TeriKIDS Study: latest results
– Area of unmet need with only one approved therapy for pediatric MS
– Teriflunomide efficacy and safety in paediatric-onset relapsing MS
– Double-blind RCT of Teriflunomide vs placebo (2:1 ratio) in children aged 10-17 with a diagnosis of MS
– Patients with a relapse or high levels of MRI activity in the double-blinded phase of the study were able to switch to open-label Teriflunomide
– Primary endpoint was time to first relapse
– Teriflunomide reduced the risk of relapse by 34% and nearly doubled the time to first relapse (39 weeks vs 75 weeks)
– Not statistically significant, negative on the primary endpoint
– >25% patients in the placebo group had high levels of MRI activity and switched over to open-label Teriflunomide reducing the power of the study
– 75% reduction in new Gd+ lesions,
– Higher risks of infections, hair thinning, abdominal pain and paraesthesia in the Teriflunomide treated patients; 5.5% patients discontinued Teriflunomide due to SAEs
Previous phase 3 trial results: Chitnis T, Tardieu M, Banwell B, Gücüyener K, Deiva K, Skripchenko N, Anlar B,Robinson M, Deng R, Dupin M, Truffinet P, Jurgensen S, Chavin J, Kappos L,;‘Evaluation of Teriflunomide in Children and Adolescents With Relapsing MS: TERIKIDS Phase 3 Study Design, Enrollment Update, and Baseline Data (P4.354)’;Neurology Apr 2018, 90 (15 Supplement) P4.354;
Rachel and Wallace discussed general treatment of paediatric MS, noting the positivity of being able to treat post-pubescent paediatric patients on the same drugs as are approved for adults, within the NHS England algorithm guidance.

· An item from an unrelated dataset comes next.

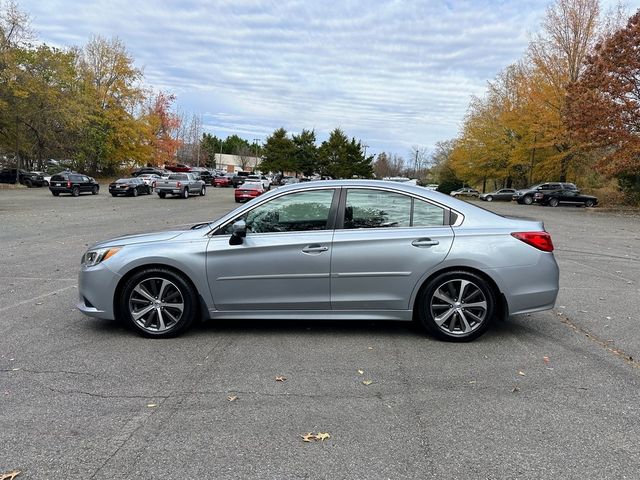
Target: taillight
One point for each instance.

However, Wallace highlighted that prepubescent children with highly active MS is an important group to address, particularly with their brain development at that time, and that these new trials are encouraging.
This activity has been sponsored by Roche Products Limited. Roche Products Limited has had no control over the educational content of this activity.